Then during reentry, tank 30' will be re-pressurized by the force
of high-speed descent. Hence, engine 25' can then be used for
powered descent and landing go-around capability.
[0049] Not only that, but in high-speed descent the entire air
system may be opened at each thruster so that poisonous remnant
fuel is forced out by hot, high-pressure air well in the upper
atmosphere and far away from the ground. When closed, all thrusters
will operate on air alone into the atmosphere where aircraft flight
control surfaces then take over control of the vehicle 10. But the
vehicle 10 will have been fully "safed" high in the upper
atmosphere.
[0050] Should engine 25' be an air-powered turbine or APU
generating electricity, the electrical power can then be used to
turn propellers or fans of electric engine 25'. This configuration
can be used in space flight to operate electrical on-board
equipment during flight.
[0051] Note that air engine 25' can be fitted with well-known
aviation magnetos (not shown) so to generate electrical current as
magnetos always do. The electrical current can then be used to
power an on-board air compressor 55. By adding at least one
compressor 55, air tank 30' can be re-pressurized while engine 25'
is working. In so doing, descending vehicle 10 can have multiple go
around landing capability plus increased sideways range of travel.
Powered travel to alternate airports due to bad weather (usually)

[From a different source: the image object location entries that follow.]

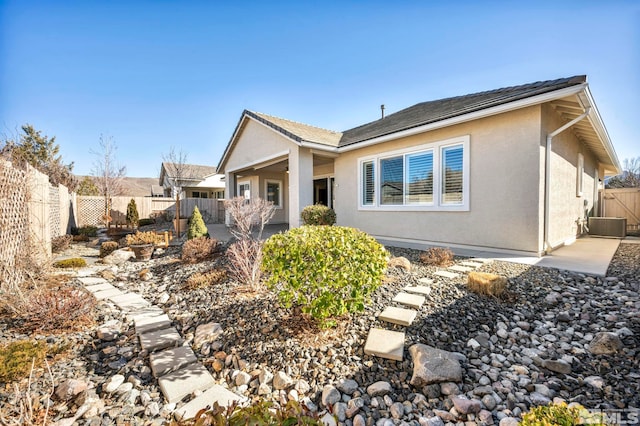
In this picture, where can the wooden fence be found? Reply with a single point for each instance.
(91, 208)
(622, 202)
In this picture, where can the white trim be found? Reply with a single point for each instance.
(558, 94)
(280, 188)
(436, 204)
(253, 165)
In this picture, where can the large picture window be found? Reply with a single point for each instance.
(429, 177)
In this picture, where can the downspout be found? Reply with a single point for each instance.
(547, 174)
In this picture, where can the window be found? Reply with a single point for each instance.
(580, 173)
(429, 177)
(273, 191)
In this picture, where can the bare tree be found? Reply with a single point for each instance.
(108, 175)
(176, 170)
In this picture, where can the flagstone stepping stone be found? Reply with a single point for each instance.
(412, 300)
(99, 287)
(169, 360)
(130, 301)
(446, 274)
(459, 268)
(92, 280)
(159, 339)
(398, 316)
(223, 396)
(147, 324)
(107, 294)
(178, 384)
(385, 344)
(419, 289)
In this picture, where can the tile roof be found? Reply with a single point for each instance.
(442, 109)
(298, 131)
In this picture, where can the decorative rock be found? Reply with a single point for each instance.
(112, 384)
(432, 365)
(207, 333)
(347, 386)
(605, 343)
(330, 395)
(466, 406)
(380, 388)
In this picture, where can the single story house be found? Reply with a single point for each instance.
(513, 170)
(195, 180)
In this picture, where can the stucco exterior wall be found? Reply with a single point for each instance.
(566, 207)
(504, 181)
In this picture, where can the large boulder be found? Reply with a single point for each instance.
(605, 343)
(433, 365)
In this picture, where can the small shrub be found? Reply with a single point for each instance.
(245, 260)
(318, 215)
(485, 283)
(108, 247)
(146, 221)
(438, 256)
(148, 237)
(328, 270)
(197, 227)
(17, 357)
(260, 413)
(199, 249)
(560, 414)
(205, 279)
(132, 213)
(74, 262)
(61, 243)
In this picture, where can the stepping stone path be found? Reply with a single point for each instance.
(176, 367)
(390, 344)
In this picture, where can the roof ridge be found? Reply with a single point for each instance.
(295, 122)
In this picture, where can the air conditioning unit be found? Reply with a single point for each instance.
(608, 226)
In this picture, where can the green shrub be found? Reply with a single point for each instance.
(328, 270)
(260, 413)
(74, 262)
(197, 228)
(318, 215)
(61, 243)
(559, 414)
(107, 248)
(132, 213)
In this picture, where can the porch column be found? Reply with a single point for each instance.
(300, 183)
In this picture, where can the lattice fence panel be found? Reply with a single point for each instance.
(14, 224)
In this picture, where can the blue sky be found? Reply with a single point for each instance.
(156, 74)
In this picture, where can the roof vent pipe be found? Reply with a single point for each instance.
(547, 174)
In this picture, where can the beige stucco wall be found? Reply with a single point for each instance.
(566, 208)
(504, 179)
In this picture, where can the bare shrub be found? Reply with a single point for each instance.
(205, 279)
(245, 259)
(249, 216)
(199, 249)
(487, 284)
(438, 256)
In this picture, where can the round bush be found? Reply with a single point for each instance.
(327, 270)
(318, 215)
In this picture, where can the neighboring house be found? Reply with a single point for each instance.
(515, 169)
(196, 181)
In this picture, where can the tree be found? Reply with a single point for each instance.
(630, 177)
(132, 213)
(87, 187)
(40, 152)
(176, 170)
(108, 176)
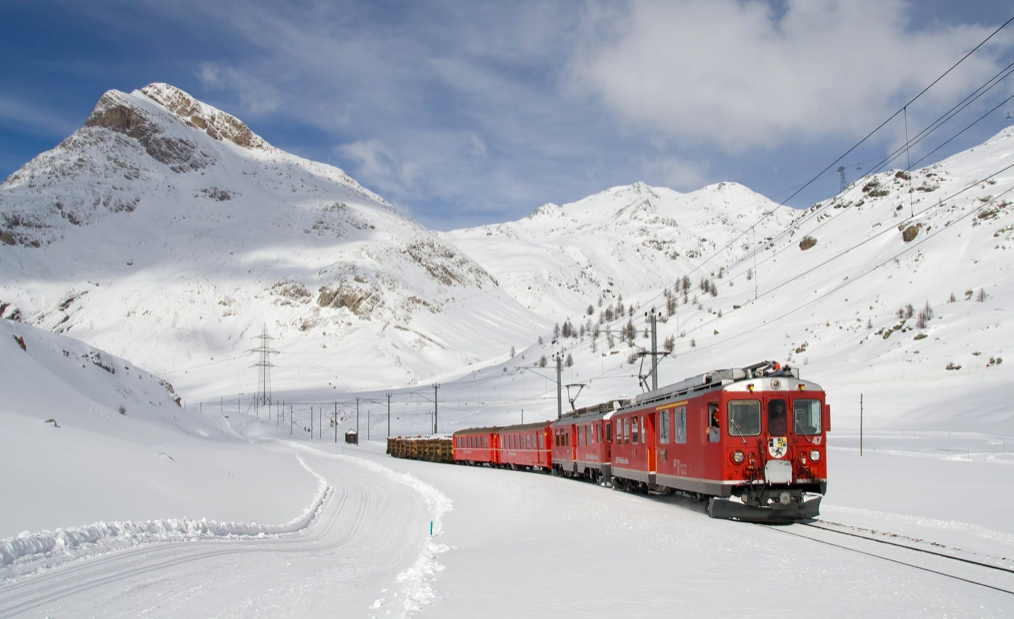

or other unsafe conditions is another earmark of the instant
invention 10 that does NOT appear in the prior art. This is a
further additional safety factor for the instant vehicle 10. Such
adding safety factors make this vehicle combination 10+50 design a
far safer space and launch vehicle combination 10+50 than prior
art.
[0052] Multiple go-around capability may be effected via on-board
gas generators that feed air engine 25'.
[0053] It should be noted that in order to save even more fuel,
space and weight on space vehicle 10, carrier 50 may instead be
transformed into a balloon carrier 50. Balloon carrier 50 is
capable of carrying space vehicle 10 to far higher altitudes than
powered carrier 50. Thus, vehicle 10 may be made even smaller and
lighter than ever. Although the balloon 50 is not shown, weather
balloons, existing and newly-designed but known around-the-world
balloon designs and other patentable types of balloons could be
used. These would be described elsewhere in the art. And so would
not be described here.
[0054] In space, normal prior art thrusters use poisonous
chemicals. In the instant invention 10, instant air engine 25' can
direct cleansing air through the thruster ports to purge them of
toxic remnants during reentry. This could happen high in the
atmosphere. Thus the vehicle will be "safed" in flight and ready to
be immediately approached by normal people on the ground without
wearing hazmat protection. This then makes returning vehicle 10
safe for normal landing at normal airports. Again, such is not
possible in prior art space vehicle designs.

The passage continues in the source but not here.